Halloween night is always a smash in New York City, with costumed people filling the streets and marching down the Greenwich Village streets for the annual Halloween parade.
For several years now, the parade-goers are joined by a creepy-crawling friend: Zohra, a 15-foot wide spider marionette who descends from the clock tower at Jefferson Market Library clock tower at West 10th Street and 6th Avenue. Created by master puppeteer Basil Twist, Zohra made her first appearance in the mid-90s, falling from the clock tower to delight the crowd.
The Jefferson Market Library has its own unique history, the building once served as the Third Judicial District Courthouse from 1874 to 1877 and sat adjacent to the Jefferson Market Prison building that once stood at the corner of West 10th Street and Greenwich Avenue. The building faced demolition in 1958, but after public outcry, the site became a branch of the New York Public Library and later gained national landmark status in 1977.

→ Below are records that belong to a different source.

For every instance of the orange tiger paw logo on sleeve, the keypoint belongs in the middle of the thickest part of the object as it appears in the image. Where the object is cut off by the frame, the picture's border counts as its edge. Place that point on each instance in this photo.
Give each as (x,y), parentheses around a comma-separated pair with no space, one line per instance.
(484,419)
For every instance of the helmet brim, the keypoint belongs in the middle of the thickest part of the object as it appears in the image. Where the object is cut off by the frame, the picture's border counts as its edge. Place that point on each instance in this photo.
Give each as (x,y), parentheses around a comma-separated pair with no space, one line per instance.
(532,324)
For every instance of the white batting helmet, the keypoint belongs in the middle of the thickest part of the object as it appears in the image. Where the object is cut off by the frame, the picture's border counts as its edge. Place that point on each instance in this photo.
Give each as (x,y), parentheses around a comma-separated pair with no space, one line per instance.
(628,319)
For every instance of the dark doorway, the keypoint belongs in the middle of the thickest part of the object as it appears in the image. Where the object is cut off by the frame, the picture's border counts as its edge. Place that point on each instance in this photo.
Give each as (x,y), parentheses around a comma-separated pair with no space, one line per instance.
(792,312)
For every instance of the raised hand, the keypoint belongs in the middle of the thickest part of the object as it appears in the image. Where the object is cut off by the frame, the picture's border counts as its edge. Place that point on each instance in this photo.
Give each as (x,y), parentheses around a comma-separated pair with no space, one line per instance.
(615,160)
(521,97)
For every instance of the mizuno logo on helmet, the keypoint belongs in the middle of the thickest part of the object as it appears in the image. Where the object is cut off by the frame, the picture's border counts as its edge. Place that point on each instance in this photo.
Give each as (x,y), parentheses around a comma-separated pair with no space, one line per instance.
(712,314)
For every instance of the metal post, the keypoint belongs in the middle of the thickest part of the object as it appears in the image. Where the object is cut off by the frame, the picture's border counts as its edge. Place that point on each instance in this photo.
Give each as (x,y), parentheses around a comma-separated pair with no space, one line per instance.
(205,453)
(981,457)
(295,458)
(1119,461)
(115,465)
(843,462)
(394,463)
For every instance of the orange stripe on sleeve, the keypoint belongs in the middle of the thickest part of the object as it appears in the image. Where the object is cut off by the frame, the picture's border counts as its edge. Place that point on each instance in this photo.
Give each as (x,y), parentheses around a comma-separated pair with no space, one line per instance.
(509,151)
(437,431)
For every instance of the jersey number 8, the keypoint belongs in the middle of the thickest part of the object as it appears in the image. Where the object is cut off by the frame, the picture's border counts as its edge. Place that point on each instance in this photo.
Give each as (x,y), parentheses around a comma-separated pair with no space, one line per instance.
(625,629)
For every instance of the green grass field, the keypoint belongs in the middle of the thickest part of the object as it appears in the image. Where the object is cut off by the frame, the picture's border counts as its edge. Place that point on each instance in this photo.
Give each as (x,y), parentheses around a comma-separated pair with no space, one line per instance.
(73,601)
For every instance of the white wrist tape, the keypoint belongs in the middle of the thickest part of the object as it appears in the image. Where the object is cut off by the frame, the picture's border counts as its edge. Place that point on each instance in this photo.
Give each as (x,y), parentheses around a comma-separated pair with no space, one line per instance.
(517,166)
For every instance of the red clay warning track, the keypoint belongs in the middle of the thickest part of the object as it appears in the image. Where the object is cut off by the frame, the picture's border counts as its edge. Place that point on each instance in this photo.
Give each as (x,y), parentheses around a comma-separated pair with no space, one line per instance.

Twist felt that this was the best spot to unleash Zohra to the public.
“Basil requested [the Jefferson Market Library clock tower] as a potential place and the library’s librarian, Frank Collerius, he was always very behind the idea and supportive of the experience after all these years,” said Barbara Busackino, an original founder of the Village Halloween Parade.
This year, Twist was unable to take the lead on puppetting Zohra, so Jonothon Lyons stepped up to take on the job. According to Lyons, it takes five people to bring Zohra to life on the side of the building.
“We had a rehearsal last week on a Tuesday afternoon to make sure berthing is working and did some upkeep on the puppet this week to get ready,” said Lyons.
Zohra is always a big hit with the crowd, appearing over the railing of the clock tower and dangling down 15 feet once the parade reaches that intersection and remaining visible for the duration of the parade.
“The Parade participants are one of the most excited to see her, she appears and appreciates them the most!” said Busackino.
“They love her! Basil has been performing Zohra at the parade since the mid-90s, so it’s a long-standing tradition that parade goers look forward to every year,” said Lyons.